I would have sworn that language was from Against Jovinian, but I can't seem to find it right now. Jerome does discuss children eating their aged parents (a practice described by some credulous, I think, anthropologists), and doesn't, so far as I can sense, entirely disapprove of this mode of piety. There's also something similar in Poggio Bracciolini's Facezie, CXXXII, “De Iudaeo Mortuo Assumpto Ignoranter in Cibum Per Florentinum,” in which a Florentine (presumably Christian) unwittingly consumes the spiced corpse of a Jew whose dismembered body had been concealed in a jug. The Florentine eventually knows that he has become the tomb of the dead Jew ("tandem cognovit Florentinus se Iudaei sepulchrum esse").
Now, the problem with my problem with the word 'cannibalism' is the sin of a good conscience. I don't want to imagine I've sidestepped all the colonialist fantasies simply by using "anthropophagy" where I can. It's likely it's just a buffer word between me and my participation in Western othering discourses. A few articles on that:
King, C. Richard. “The (Mis)uses of Cannibalism in Contemporary Cultural Critique.” Diacritics 30 (2000): 106-23.

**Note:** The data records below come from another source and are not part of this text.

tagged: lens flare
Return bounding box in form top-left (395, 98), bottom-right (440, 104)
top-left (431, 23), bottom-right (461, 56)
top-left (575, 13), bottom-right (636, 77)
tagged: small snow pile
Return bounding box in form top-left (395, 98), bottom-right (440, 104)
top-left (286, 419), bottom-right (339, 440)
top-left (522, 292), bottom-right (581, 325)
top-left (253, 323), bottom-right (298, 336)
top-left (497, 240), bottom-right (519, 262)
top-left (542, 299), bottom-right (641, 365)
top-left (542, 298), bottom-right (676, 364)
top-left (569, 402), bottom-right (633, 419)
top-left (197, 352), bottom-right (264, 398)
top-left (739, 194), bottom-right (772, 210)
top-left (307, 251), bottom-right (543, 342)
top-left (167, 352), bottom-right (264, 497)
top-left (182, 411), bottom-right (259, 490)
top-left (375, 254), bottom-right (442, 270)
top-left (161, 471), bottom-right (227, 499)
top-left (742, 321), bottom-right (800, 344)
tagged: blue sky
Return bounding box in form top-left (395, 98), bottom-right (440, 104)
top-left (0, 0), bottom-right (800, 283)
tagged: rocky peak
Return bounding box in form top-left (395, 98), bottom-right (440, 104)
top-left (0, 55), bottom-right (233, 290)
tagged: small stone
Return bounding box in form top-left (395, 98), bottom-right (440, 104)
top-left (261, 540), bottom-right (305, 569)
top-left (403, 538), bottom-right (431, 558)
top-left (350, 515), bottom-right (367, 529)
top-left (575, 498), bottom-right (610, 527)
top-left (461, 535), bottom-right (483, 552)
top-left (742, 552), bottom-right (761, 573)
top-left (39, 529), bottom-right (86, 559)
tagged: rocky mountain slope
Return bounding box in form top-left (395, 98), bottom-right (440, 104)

Latham, Rob. “Cannibals and Kitchen Sinks [Review of Priscilla Walton, Our Cannibals, Ourselves].” Contemporary Literature 47 (2006): 502-04.
Have you read this yet?
Price, Merrall Llewelyn. Consuming Passions: The Uses of Cannibalism in Late Medieval and Early Modern Europe, Medieval History and Culture 20. New York: Routledge, 2003.